Unlike OpenAI, Anthropic has never given either Google or Amazon a seat on its board or any observation rights over it. But, very much like OpenAI, Anthropic is relying on an unusual corporate governance structure of its own design. OpenAI initially created a board whose idealistic mission was to safeguard humanity’s best interests, not please stockholders. Anthropic has created an experimental governance structure, the Long-Term Benefit Trust, a group of people without financial interest in the company who will ultimately have majority control over it, as they’ll be empowered to elect and remove three of its five corporate directors. (This authority will phase in as the company hits certain milestones.)
But there are limits to the idealism of the Trust: It must “ensure that Anthropic responsibly balances the financial interests of stockholders with the interests of those affected by Anthropic’s conduct and our public benefit purpose.” Plus, Anthropic says, “we have also designed a series of ‘failsafe’ provisions that allow changes to the Trust and its powers without the consent of the Trustees if sufficiently large supermajorities of the stockholders agree.”
And if we learned anything from last year’s OpenAI boardroom coup, it’s that governance structures can and do change. When the OpenAI board tried to safeguard humanity by ousting CEO Sam Altman, it faced fierce pushback. In a matter of days, Altman clawed his way back into his old role, the board members who’d fired him were out, and the makeup of the board changed in Altman’s favor. What’s more, OpenAI gave Microsoft an observer seat on the board, which allowed it to access confidential information and perhaps apply pressure at board meetings. Only when that raised (you guessed it) antitrust scrutiny did Microsoft give up the seat.
“I think it showed that the board does not have the teeth one might have hoped it had,” Carroll Wainwright, who quit OpenAI this year, told me. “It made me question how well the board can hold the organization accountable.”
That’s why he and several others published a proposal demanding that AI companies grant them “a right to warn about advanced artificial intelligence.” Per the proposal: “AI companies have strong financial incentives to avoid effective oversight, and we do not believe bespoke structures of corporate governance are sufficient to change this.”
It sounds a lot like what another figure in AI told Vox last year: “I am pretty skeptical of things that relate to corporate governance because I think the incentives of corporations are horrendously warped, including ours.” Those are the words of Jack Clark, the policy chief at Anthropic.
If AI companies won’t fix it, who will?
The Anthropic team had it right originally, back when they published that paper in 2022: The pressures of the market are just too brutal. Private AI companies do not have the motivation to change that, so the government needs to change the underlying incentive structure within which all these companies operate.
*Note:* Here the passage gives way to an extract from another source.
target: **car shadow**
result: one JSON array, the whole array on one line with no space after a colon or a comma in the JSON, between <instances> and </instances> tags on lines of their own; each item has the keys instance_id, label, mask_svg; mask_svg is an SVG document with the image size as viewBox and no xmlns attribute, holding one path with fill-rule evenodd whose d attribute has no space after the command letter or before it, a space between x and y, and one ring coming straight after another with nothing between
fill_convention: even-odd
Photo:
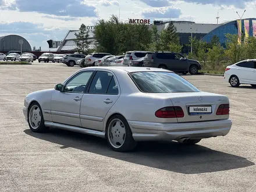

When I asked Webb, the futurist, what a better AI business ecosystem could look like, she said it would include a mix of carrots and sticks: positive incentives, like tax breaks for companies that prove they’re upholding the highest safety standards; and negative incentives, like regulation that would fine companies if they deploy biased algorithms.
With AI regulation at a standstill at the federal level — plus a looming election — it’s falling to states to pass new laws. The California bill, if it passes, would be one piece of that puzzle.
Civil society also has a role to play. If publishers and content creators are not happy about having their work used as training fodder, they can fight back. If tech workers are worried about what they see at AI companies, they can blow the whistle. AI can generate a whole lot on our behalf, but resistance to its own problematic deployment is something we have to generate ourselves.